The chief executive of Epic Games offered a granular explanation of the popular game Fortnite to paint an expansive portrait of his company’s world on the first day of what is expected to be a three-week trial, pitting Epic against Apple in a fight over Apple’s App Store fees and other rules that could reshape the $100 billion app economy.

Fortnite, Tim Sweeney said, “is a phenomenon that transcends gaming,” Erin Griffith reports for The New York Times.

“Our aim of Fortnite is to build something like a metaverse from science fiction,” he said.

Metaverse? A court reporter needed clarification. It’s a virtual world for socializing and entertainment, Mr. Sweeney said.

In a mostly empty courtroom in Oakland, Katherine Forrest of the law firm Cravath, Swaine & Moore opened Epic’s case by previewing a series of emails between Apple’s top executives. The emails were evidence, Ms. Forrest argued, that the tech giant purposely created a “walled garden” that locks consumers and developers inside. That forces them to use Apple’s payment system, she said.

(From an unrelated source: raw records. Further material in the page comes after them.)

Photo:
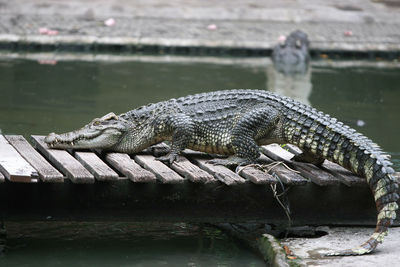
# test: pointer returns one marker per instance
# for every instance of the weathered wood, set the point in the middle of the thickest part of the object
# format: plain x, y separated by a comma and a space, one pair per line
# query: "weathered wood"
127, 166
344, 176
221, 173
14, 167
96, 166
256, 176
282, 171
162, 172
47, 172
64, 162
183, 166
315, 174
192, 172
308, 170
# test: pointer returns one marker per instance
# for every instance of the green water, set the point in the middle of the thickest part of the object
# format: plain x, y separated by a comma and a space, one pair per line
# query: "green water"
122, 244
40, 98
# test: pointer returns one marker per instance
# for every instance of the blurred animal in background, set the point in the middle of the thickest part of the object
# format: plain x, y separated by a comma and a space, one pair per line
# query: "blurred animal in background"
291, 55
290, 74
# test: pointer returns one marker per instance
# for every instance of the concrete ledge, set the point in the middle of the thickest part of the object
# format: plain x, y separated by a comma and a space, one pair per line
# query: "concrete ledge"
272, 251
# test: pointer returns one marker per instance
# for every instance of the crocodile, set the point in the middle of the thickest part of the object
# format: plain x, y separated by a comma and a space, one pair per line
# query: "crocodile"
236, 123
291, 57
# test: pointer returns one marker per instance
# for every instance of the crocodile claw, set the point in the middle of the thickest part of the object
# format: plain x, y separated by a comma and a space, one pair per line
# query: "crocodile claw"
169, 158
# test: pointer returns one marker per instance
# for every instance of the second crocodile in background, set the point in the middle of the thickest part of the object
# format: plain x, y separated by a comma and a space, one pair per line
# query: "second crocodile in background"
235, 123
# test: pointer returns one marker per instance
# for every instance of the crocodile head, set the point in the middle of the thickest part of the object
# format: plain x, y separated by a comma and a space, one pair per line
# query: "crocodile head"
103, 133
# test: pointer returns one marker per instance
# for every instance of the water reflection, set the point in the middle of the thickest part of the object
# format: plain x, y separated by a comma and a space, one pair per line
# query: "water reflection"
121, 244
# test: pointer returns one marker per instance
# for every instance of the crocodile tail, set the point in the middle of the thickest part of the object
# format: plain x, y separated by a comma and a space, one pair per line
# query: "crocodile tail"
375, 167
323, 136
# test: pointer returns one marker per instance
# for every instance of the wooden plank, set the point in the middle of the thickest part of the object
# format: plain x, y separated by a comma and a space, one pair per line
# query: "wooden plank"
47, 172
221, 173
127, 166
162, 172
14, 167
315, 174
183, 166
64, 162
96, 166
344, 176
192, 172
308, 170
256, 176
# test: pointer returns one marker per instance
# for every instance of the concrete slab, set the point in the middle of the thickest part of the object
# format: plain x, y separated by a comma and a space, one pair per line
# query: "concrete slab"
337, 25
341, 238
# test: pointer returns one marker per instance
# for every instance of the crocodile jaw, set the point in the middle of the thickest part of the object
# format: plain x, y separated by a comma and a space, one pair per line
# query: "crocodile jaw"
84, 138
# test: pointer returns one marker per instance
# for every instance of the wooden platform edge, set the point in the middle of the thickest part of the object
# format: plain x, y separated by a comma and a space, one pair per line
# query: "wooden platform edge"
65, 162
13, 166
47, 172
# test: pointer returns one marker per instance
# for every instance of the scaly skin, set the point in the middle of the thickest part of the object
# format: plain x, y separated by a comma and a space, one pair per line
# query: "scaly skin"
235, 123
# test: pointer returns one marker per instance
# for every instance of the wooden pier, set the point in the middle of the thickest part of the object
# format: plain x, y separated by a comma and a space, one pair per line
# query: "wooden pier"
37, 182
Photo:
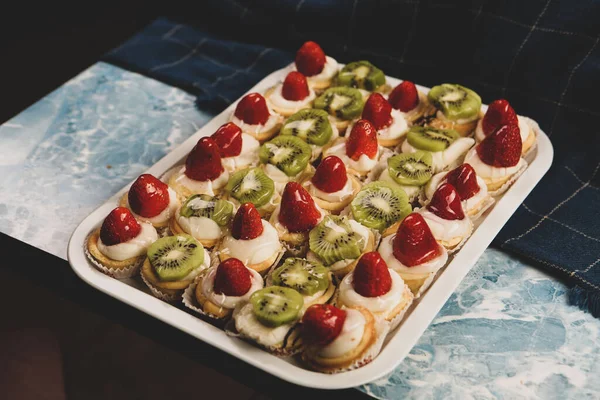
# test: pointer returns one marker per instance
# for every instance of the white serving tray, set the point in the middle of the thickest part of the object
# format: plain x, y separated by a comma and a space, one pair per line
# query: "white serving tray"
397, 345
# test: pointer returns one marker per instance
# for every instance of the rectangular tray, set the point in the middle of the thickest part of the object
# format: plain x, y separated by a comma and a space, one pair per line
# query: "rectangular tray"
397, 345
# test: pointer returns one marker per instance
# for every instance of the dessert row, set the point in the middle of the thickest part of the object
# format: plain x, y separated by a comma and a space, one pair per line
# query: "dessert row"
310, 222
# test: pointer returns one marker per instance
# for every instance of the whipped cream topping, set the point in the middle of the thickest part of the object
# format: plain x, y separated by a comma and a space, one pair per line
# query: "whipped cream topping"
444, 158
524, 129
164, 215
362, 166
222, 300
444, 229
490, 172
272, 122
202, 187
468, 204
247, 324
253, 251
276, 99
134, 247
387, 253
247, 157
350, 336
384, 303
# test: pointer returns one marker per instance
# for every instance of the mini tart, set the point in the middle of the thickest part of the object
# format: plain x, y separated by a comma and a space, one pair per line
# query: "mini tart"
261, 132
285, 107
181, 184
158, 221
346, 194
359, 355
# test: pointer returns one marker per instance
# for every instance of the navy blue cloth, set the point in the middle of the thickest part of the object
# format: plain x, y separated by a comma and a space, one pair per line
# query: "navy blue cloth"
543, 56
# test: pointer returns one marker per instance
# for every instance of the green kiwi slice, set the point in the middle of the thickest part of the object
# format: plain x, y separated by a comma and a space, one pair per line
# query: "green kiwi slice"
174, 257
455, 101
341, 102
333, 240
251, 185
276, 305
203, 205
379, 205
361, 74
288, 153
431, 139
412, 169
302, 275
310, 125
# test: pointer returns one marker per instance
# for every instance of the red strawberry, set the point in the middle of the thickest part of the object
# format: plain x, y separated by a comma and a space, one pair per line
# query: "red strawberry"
252, 109
204, 161
445, 203
229, 139
232, 278
119, 226
378, 111
247, 223
330, 175
498, 113
322, 323
502, 148
362, 140
464, 180
404, 97
148, 196
295, 87
371, 276
310, 59
414, 243
298, 212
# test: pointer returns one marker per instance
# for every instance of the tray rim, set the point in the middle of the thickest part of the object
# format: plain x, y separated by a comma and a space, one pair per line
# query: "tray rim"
397, 345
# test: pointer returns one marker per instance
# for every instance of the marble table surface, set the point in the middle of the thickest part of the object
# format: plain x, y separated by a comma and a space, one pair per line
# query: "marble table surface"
506, 333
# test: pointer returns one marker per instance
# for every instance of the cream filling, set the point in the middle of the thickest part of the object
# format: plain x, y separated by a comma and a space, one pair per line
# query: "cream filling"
387, 253
134, 247
364, 163
384, 303
202, 187
248, 156
444, 229
349, 338
276, 98
444, 158
489, 171
253, 251
247, 324
222, 300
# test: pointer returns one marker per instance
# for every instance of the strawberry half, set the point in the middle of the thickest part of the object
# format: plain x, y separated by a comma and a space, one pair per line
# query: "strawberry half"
295, 87
502, 148
498, 113
362, 140
445, 203
330, 175
371, 277
310, 59
404, 97
378, 111
464, 180
232, 278
297, 211
148, 196
119, 226
229, 139
204, 161
414, 243
252, 109
247, 223
322, 323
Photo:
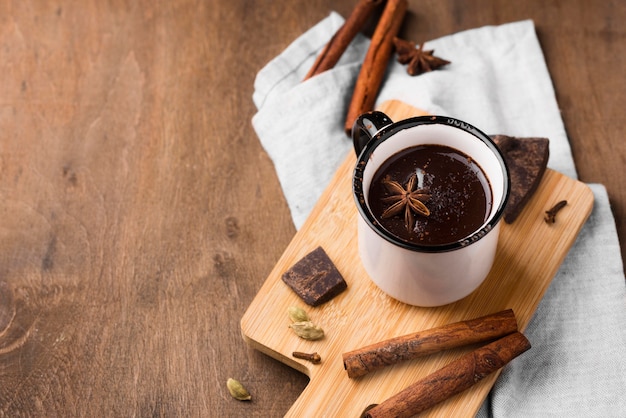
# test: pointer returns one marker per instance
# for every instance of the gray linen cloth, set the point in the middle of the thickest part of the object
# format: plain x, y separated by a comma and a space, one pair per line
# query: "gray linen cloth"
578, 333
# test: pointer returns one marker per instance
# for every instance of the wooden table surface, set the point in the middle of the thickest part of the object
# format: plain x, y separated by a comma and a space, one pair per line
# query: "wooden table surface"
140, 214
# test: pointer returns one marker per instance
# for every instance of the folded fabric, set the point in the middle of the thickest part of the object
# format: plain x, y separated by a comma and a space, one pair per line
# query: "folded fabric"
499, 82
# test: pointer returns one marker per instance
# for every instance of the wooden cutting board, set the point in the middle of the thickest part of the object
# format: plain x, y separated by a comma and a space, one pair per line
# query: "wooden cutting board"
529, 254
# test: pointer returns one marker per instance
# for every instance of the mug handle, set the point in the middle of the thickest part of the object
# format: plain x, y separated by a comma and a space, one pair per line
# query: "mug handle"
366, 126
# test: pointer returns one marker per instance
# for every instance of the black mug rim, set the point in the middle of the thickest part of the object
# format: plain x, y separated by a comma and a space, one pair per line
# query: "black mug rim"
389, 131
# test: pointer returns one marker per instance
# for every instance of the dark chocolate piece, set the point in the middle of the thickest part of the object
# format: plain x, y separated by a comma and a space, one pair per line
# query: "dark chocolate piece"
527, 159
315, 278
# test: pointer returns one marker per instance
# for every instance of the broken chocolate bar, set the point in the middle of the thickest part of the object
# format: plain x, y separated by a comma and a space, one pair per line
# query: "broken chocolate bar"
315, 278
527, 159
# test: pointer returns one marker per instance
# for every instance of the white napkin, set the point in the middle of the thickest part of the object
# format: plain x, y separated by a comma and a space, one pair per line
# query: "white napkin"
498, 81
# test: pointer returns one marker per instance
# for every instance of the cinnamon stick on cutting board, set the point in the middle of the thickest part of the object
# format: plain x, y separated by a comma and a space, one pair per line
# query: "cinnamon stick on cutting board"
376, 61
454, 378
385, 353
341, 39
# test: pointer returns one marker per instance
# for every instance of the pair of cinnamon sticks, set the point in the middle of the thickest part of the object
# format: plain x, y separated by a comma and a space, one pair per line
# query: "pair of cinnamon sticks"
377, 57
453, 378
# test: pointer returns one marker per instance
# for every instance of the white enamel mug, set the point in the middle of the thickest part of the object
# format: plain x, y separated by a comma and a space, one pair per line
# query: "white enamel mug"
416, 274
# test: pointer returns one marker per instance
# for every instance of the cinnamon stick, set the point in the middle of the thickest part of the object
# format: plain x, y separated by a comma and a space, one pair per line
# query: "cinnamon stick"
373, 357
376, 61
329, 56
454, 378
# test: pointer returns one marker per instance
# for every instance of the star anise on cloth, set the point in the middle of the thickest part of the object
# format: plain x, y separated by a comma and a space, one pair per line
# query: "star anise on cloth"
407, 199
418, 60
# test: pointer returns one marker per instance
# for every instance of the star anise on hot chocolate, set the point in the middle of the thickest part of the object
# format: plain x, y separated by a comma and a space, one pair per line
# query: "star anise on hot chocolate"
407, 199
418, 60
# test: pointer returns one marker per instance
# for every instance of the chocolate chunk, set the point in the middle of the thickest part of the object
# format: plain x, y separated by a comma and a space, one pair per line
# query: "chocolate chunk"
527, 159
315, 278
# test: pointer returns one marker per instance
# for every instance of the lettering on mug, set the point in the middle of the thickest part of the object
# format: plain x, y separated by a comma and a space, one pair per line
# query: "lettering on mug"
460, 124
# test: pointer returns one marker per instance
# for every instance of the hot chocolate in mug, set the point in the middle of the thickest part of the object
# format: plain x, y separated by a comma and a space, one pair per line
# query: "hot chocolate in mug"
430, 193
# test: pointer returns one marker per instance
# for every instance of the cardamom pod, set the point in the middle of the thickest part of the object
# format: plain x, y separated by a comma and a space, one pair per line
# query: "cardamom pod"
297, 314
307, 330
237, 390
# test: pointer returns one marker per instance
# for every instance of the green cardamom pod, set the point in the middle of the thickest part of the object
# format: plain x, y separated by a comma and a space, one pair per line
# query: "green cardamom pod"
297, 314
307, 330
237, 390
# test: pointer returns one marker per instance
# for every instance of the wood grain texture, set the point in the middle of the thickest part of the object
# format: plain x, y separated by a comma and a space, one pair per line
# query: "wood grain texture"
140, 215
363, 314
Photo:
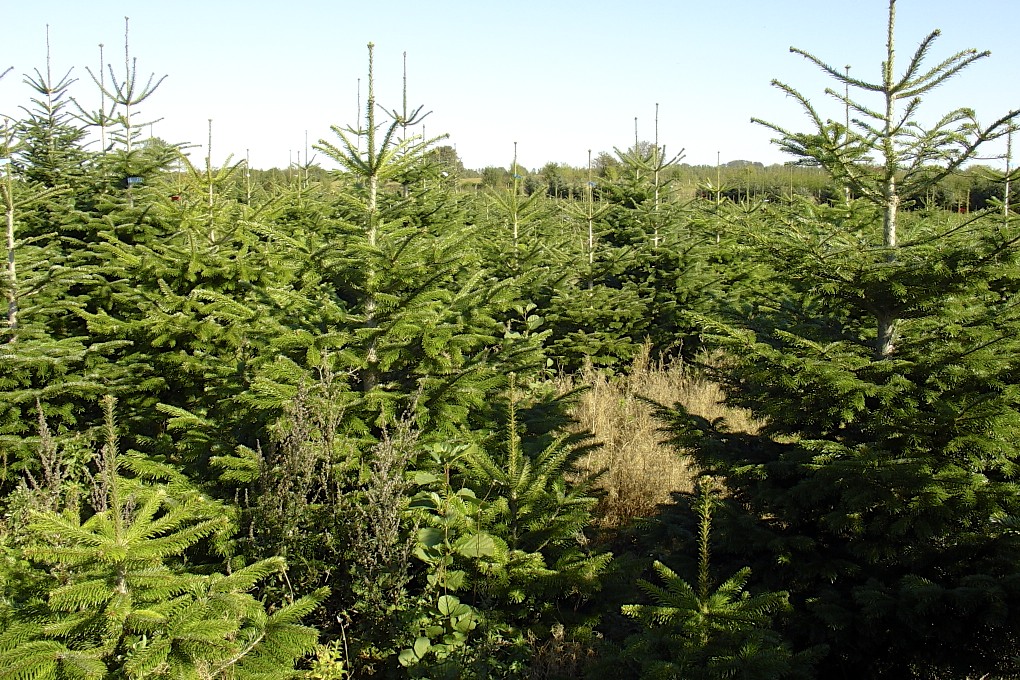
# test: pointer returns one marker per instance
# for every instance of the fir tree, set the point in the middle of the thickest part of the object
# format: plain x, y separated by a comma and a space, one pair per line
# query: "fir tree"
882, 360
120, 600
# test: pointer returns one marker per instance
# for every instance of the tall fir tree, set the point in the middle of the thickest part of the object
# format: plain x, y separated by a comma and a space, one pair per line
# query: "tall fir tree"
883, 365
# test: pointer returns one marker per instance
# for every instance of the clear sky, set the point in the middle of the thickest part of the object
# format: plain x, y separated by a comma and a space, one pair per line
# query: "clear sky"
557, 76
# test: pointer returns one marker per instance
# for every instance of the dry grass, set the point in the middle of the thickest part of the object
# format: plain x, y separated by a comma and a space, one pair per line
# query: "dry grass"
641, 471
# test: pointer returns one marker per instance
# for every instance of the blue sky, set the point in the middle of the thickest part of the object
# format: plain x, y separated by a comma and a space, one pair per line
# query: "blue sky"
558, 77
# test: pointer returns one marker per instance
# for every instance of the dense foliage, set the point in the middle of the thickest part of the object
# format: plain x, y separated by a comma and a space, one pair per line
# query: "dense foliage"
305, 422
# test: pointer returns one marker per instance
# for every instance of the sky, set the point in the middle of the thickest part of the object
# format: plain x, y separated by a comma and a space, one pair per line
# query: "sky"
556, 77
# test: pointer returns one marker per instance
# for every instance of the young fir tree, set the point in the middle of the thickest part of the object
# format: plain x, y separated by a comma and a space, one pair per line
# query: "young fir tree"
883, 364
393, 274
122, 600
695, 631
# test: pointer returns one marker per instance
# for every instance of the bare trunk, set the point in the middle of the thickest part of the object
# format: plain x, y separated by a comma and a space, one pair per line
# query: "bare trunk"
11, 270
885, 342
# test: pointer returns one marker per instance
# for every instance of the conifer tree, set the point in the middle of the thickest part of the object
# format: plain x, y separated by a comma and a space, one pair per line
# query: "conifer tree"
695, 631
882, 361
120, 600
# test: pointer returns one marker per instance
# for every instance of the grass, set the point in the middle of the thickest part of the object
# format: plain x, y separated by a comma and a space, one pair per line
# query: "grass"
641, 471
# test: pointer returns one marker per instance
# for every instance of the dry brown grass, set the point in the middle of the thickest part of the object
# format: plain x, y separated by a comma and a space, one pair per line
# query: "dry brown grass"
641, 471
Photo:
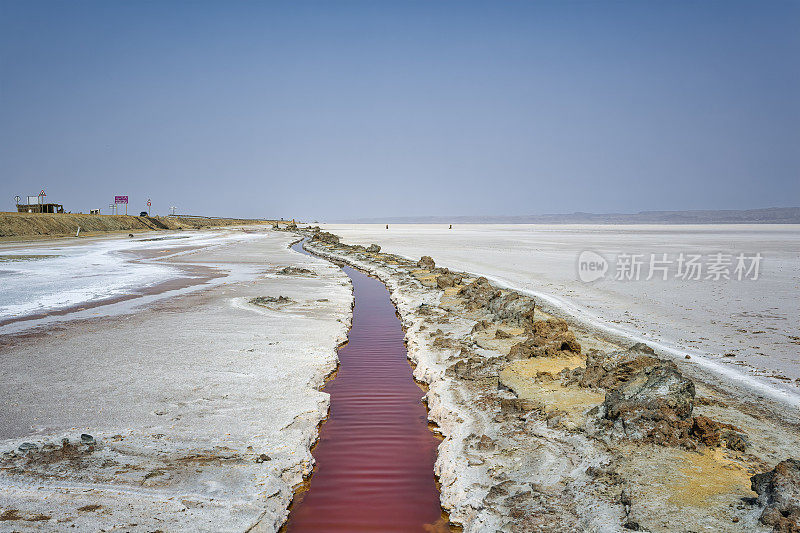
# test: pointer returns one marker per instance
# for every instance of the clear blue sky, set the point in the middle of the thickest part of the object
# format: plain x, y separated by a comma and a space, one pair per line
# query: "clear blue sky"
355, 109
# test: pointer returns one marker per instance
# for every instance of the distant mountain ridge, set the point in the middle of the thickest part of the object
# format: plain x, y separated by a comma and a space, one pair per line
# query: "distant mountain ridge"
770, 215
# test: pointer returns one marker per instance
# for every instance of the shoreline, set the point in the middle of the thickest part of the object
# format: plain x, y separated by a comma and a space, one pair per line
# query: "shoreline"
199, 410
647, 473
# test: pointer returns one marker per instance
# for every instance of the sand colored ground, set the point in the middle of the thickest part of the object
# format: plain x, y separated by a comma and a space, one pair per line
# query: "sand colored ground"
203, 406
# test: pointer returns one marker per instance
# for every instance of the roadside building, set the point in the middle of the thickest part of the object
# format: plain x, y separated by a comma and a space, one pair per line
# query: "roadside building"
40, 208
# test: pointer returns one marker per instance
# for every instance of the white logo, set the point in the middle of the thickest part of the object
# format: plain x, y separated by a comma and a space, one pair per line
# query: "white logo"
591, 266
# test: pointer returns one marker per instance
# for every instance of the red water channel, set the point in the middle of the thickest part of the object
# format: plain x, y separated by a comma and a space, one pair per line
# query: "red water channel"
374, 459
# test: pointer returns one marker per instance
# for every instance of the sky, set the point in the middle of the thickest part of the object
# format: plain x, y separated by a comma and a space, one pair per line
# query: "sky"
343, 109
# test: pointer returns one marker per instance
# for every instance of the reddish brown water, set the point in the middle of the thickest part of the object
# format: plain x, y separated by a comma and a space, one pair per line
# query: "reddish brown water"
374, 459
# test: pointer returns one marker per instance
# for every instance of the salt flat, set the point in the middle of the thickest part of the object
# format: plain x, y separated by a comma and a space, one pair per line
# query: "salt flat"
203, 406
755, 321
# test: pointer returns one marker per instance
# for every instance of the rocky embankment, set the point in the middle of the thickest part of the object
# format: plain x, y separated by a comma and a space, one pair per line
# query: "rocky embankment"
549, 428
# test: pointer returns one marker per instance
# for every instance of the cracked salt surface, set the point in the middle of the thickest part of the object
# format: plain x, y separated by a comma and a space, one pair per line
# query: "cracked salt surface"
204, 409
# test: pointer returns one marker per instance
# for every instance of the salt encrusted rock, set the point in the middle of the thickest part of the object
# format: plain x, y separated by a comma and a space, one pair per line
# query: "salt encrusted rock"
653, 406
426, 262
447, 279
713, 433
548, 338
607, 371
507, 307
779, 492
324, 236
295, 271
481, 325
478, 293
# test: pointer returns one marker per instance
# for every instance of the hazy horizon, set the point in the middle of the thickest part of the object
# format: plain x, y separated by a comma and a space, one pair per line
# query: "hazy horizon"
346, 110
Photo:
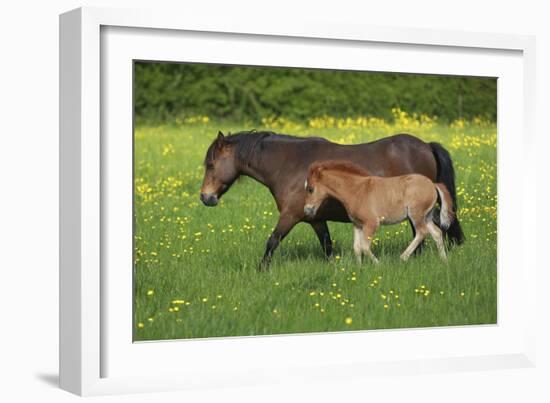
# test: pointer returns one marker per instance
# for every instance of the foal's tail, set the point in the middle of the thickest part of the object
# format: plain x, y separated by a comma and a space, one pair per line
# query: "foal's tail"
447, 215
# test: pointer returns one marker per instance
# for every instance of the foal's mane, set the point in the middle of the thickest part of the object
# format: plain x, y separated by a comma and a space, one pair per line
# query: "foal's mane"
337, 165
248, 143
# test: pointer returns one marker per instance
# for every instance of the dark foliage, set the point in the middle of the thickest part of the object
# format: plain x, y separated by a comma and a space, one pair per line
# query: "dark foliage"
165, 91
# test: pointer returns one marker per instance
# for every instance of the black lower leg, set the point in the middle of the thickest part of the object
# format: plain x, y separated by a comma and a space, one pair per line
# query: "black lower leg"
420, 246
270, 247
321, 229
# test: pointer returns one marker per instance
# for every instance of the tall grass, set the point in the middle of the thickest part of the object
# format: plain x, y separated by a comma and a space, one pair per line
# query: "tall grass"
195, 267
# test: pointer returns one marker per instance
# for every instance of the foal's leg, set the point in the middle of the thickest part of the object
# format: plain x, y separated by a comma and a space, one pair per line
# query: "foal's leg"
437, 235
321, 229
284, 225
358, 243
421, 232
368, 233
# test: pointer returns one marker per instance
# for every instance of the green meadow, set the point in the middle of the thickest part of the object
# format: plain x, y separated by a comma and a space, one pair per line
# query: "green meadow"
195, 267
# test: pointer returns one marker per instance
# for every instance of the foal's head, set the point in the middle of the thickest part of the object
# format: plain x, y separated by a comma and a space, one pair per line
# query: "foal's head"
316, 192
220, 170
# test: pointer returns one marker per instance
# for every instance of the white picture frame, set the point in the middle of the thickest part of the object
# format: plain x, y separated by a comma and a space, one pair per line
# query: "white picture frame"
86, 346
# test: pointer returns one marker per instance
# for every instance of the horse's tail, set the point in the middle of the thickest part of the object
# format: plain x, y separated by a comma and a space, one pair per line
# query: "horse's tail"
446, 175
446, 216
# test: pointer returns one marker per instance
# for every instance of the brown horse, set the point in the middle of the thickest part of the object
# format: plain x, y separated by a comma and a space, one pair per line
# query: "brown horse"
280, 162
371, 201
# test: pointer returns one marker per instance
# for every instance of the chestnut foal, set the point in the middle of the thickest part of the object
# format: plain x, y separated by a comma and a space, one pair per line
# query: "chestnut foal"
371, 201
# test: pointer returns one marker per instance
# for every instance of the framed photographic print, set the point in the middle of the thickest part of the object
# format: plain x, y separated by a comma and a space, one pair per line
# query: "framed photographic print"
236, 197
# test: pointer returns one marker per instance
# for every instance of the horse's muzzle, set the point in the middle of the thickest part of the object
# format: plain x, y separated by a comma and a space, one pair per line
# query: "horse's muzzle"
309, 210
209, 199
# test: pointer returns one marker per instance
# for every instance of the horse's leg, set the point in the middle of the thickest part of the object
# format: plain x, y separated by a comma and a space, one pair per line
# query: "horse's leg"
437, 235
419, 248
358, 243
321, 229
421, 232
284, 225
368, 233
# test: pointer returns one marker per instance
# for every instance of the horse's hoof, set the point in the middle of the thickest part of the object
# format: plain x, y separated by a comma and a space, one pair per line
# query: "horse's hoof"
263, 266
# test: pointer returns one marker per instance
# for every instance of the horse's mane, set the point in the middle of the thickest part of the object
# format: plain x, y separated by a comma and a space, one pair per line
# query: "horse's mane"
337, 165
247, 143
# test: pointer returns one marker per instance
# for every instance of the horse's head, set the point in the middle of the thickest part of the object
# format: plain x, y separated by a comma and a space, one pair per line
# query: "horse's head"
316, 192
220, 170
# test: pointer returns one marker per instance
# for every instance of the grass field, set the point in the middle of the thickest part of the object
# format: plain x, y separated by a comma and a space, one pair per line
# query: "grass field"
195, 267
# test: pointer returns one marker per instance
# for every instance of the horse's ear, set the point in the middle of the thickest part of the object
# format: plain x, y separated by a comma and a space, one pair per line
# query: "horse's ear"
317, 172
220, 139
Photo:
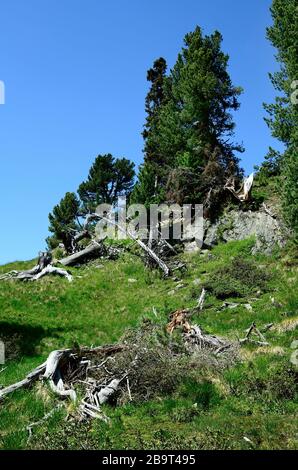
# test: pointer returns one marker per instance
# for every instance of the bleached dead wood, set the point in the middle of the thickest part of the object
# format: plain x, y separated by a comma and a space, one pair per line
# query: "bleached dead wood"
244, 192
144, 247
201, 299
91, 251
27, 381
50, 369
42, 268
196, 337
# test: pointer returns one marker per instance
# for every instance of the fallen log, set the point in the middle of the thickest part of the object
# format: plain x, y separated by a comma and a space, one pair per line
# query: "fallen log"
144, 247
29, 379
42, 268
94, 250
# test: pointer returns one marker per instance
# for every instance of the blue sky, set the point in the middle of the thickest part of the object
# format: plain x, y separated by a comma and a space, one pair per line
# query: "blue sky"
75, 78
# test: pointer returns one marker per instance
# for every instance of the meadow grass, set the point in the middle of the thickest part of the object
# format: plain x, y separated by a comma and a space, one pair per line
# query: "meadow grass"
253, 404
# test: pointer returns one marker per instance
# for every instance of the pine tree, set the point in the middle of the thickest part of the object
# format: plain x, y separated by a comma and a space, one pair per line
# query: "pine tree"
108, 179
192, 121
150, 173
282, 116
63, 220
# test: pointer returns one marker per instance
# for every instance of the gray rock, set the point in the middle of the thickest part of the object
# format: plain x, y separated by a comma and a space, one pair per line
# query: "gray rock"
191, 247
240, 225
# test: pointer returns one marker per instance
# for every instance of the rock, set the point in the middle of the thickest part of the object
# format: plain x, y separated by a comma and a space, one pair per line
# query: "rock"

Once Apple lured users and developers into its walled garden, “the garden gate was closed, the lock turned,” Ms. Forrest said. She compared Apple’s fees on in-app purchases for subscription services to a car dealership that takes a commission on gas sales.

Apple’s lawyers described, in their opening statement, a thriving market for app distribution that includes gaming consoles, desktop computer gaming and the mobile web. Karen Dunn of Paul, Weiss argued that the 30 percent commission was in line with industry standards and that Epic’s requests, if granted, would make iPhones less secure, while unlawfully forcing Apple to do business with a competitor.

Ms. Dunn added that Epic’s case was a self-serving way to avoid paying fees it owed Apple and was on shaky legal footing.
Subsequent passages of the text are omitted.